La notion de dette technique, formulée par Ward Cunningham en 1992, s’applique tant au logiciel qu’à d’autres disciplines, et reste d’actualité en 2014. L’analogie avec le logiciel consiste à voir dans toute « approximation technique » une dette qu’il faudra rembourser dont le taux d’intérêt sera déterminé par le « degré d’approximation ». Lire la suite…

En d’autres termes, ne pas respecter les règles de l’art conduit à générer un coût caché, lequel devra être payé d’une manière ou d’une autre, dès lors qu’une intervention sera nécessaire.

Un logiciel à « faible dette » est un logiciel parfaitement conçu, simple et parfaitement étagé, avec un code relu, parfaitement documenté, disposant d’outils d’intégration et de tests automatisés. Bref, un logiciel aisé à corriger et à faire évoluer. À l’opposé, un logiciel à « forte dette » est écrit aussi vite que possible, sans aucune documentation, sans aucun souci d’étagement ou d’architecture, ni de test… par exemple dans le cadre d’un prototype ou un test. Il ne s’agit donc pas d’émettre un jugement de valeur car il est parfois légitime de produire un logiciel à « forte dette » ; on comprendra aisément qu’il n’est pas pertinent de documenter un logiciel « jetable » destiné à un usage très limité dans le temps.

Dette logicielleUne corrélation entre la durée de vie d’un logiciel et sa dette

Avec le temps, le montant accumulé des intérêts d’une dette augmente. Si le logiciel a une durée de vie éphémère, sa « dette » n’a aucune importance. Inversement, la dette prend d’autant plus d’importance que la durée de vie d’un logiciel est longue, puisque ses intérêts augmentent avec le temps.
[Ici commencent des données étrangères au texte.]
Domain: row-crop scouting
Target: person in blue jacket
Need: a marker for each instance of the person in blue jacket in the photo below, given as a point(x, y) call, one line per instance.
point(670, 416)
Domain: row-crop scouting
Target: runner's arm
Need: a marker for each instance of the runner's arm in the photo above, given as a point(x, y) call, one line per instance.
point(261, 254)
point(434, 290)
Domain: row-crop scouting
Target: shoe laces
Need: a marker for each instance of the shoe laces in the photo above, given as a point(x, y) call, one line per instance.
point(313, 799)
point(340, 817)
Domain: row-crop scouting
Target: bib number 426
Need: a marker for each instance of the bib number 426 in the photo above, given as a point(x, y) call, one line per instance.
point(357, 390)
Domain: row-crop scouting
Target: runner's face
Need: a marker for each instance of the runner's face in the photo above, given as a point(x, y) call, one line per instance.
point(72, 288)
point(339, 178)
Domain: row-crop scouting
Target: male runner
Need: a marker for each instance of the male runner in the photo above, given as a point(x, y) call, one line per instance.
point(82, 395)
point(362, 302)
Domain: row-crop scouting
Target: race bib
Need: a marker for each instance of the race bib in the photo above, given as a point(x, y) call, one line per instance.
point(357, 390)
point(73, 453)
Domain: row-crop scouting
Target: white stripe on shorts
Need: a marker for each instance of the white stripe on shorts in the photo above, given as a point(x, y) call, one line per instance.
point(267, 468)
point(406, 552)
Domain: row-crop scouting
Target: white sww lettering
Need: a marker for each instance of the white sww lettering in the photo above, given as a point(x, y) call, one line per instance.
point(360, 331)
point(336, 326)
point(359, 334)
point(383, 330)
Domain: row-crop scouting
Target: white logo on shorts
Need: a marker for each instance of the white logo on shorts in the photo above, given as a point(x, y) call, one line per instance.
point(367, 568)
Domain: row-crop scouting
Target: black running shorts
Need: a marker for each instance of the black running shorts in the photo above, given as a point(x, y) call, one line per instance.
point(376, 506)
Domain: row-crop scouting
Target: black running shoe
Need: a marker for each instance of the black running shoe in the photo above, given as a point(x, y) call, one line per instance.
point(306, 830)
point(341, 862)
Au point que certaines équipes de développement rechignent à travailler sur certaines parties ou certains aspects d’un logiciel, parce qu’elles sont mal conçues ou devenues piégeuses.

Dette naturelle, dette intentionnelle

En fait, le problème n’est pas tant la dette : il est normal d’en générer. « La dette naturelle est quasiment inévitable sur un projet qui regroupe souvent des développeurs d’expériences et de sensibilités différentes. »[1] Ce qui importe, c’est qu’elle soit « mise sur la table », en tant que travail à faire, qui augmente le coût futur de toute correction ou évolution tant qu’il n’est pas réalisé. L’essentiel, c’est que les personnes qui prennent des décisions impactant le logiciel aient conscience de l’état de cette dette. « La dette intentionnelle est le résultat de décisions de livrer une ou des fonctionnalité(s) rapidement. Cette dernière représente ici un investissement et est effectivement justifiable. »[2]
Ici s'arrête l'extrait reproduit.